Preferences

1,500 employees who work at an Internal Revenue Service center in Andover, Massachusetts, are going to lose their jobs this year. The IRS is closing the center on the grounds that more people are filing their tax returns online, and so fewer people are needed to process online filings, something some lawmakers and advocates dispute, but is sort of besides the point for the point I want to make. Understandably, this is terrible for them, particularly in this economy, when many people are looking to government jobs as a safe haven. And so some Congressmen and the National Treasury Employees Union are asking that those employees be given a preference in hiring for jobs in the Troubled Asset Relief Program and other economic oversight positions.

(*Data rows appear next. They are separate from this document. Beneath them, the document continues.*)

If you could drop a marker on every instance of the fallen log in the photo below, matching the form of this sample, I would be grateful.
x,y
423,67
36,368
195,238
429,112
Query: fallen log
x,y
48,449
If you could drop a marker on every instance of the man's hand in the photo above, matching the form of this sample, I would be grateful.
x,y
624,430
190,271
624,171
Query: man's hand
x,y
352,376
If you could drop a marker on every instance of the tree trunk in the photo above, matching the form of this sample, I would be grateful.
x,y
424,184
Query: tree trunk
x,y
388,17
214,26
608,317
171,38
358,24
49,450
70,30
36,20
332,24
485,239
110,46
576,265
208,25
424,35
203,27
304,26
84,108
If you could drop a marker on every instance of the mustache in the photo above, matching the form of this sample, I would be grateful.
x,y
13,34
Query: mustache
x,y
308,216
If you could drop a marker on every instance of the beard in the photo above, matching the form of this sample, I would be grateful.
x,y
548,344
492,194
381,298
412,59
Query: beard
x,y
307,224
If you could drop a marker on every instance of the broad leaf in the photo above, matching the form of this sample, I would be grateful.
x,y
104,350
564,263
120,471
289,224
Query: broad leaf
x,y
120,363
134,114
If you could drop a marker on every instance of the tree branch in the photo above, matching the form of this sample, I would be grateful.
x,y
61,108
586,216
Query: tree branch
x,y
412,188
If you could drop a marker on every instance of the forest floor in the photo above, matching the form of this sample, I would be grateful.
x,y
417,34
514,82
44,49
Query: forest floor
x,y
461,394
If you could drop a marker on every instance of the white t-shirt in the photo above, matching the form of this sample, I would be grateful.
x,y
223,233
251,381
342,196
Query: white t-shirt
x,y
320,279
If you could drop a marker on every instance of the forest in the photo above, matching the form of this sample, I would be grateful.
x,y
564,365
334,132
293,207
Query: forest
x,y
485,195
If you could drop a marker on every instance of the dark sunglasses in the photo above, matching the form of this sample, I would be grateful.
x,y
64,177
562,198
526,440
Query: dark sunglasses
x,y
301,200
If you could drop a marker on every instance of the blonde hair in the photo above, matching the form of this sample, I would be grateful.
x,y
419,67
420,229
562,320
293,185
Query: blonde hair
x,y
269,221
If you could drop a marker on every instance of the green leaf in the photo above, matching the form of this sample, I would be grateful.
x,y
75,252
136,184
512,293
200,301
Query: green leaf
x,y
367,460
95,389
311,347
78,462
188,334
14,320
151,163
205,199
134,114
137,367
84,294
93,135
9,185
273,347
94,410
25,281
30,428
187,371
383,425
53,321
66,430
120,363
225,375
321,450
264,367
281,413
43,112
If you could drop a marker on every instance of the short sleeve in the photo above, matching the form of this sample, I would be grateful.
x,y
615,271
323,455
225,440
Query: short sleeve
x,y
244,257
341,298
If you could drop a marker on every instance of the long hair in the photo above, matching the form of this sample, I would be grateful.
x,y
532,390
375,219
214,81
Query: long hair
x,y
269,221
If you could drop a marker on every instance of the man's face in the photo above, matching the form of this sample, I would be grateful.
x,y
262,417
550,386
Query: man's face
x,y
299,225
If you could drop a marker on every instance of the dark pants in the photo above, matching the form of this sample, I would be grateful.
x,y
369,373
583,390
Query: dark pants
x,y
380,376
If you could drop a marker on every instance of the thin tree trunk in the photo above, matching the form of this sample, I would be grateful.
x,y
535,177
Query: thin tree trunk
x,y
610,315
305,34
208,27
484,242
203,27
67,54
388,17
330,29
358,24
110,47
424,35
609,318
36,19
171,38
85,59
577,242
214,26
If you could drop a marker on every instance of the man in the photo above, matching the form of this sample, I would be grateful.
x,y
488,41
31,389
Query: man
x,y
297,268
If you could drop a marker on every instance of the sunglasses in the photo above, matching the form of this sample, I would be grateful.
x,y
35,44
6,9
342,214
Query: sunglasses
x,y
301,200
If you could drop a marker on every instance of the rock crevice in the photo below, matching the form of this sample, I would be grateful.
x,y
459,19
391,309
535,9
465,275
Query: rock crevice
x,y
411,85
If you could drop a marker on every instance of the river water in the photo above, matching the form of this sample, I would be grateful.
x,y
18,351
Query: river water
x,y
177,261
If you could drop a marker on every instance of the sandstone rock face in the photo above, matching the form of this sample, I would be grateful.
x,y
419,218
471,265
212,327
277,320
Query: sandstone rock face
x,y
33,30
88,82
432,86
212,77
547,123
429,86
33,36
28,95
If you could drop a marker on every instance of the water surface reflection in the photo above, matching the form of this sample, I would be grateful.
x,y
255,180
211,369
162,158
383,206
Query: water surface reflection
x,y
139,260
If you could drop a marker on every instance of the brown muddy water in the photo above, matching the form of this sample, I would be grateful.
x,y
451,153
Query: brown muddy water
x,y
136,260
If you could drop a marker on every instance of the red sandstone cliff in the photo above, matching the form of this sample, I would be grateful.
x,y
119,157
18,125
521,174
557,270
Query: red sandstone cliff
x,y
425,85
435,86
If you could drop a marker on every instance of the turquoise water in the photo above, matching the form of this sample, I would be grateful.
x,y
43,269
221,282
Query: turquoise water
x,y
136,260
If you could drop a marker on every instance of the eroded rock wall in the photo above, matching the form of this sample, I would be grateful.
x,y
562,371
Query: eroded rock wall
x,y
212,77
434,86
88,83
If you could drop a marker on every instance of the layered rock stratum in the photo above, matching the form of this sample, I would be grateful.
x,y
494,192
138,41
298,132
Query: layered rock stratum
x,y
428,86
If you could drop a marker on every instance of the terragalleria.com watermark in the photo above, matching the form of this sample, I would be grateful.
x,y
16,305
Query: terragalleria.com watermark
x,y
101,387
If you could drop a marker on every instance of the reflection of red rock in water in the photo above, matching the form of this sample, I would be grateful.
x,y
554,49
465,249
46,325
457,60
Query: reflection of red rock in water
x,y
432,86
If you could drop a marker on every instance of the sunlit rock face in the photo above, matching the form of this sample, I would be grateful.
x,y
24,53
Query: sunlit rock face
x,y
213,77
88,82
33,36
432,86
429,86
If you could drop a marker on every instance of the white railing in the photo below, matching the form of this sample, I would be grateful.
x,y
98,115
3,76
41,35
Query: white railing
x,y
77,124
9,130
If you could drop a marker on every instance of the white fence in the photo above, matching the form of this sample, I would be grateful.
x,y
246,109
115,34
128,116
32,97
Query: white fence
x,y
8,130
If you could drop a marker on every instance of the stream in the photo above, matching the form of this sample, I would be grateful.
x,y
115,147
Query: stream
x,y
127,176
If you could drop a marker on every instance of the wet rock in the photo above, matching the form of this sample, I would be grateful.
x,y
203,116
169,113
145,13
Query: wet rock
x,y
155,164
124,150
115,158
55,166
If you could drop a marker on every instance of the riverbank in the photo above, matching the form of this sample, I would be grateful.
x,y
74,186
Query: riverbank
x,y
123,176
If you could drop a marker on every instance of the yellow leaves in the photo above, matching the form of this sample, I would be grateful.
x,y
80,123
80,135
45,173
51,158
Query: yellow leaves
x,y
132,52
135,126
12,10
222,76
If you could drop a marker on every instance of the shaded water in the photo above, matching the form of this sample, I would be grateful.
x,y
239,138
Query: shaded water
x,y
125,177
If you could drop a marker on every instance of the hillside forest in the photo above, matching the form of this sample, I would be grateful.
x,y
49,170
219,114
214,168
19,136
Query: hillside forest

Preferences are a really difficult issue. I had a conversation with someone a while ago who said that veterans preference was the unspoken elephant in the room of hiring reform, a roadblock to truly focusing on the most qualified candidates. Alternately, NTEU has argued that hiring authorities like the Federal Career Intern Program are a way to work around veterans preference and discriminate earlier. Clearly, there is an extremely difficult balance to be struck between rewarding veterans for their service in appropriate ways, and making sure that the quality of job applicants is the most important factor in hiring. In an ideal world, preferences would be extremely carefully tailored to make sure that they serve both purposes: appropriately rectifying a wrong or acting as a reward, and promoting extremely qualified candidates who might otherwise get lost in the shuffle.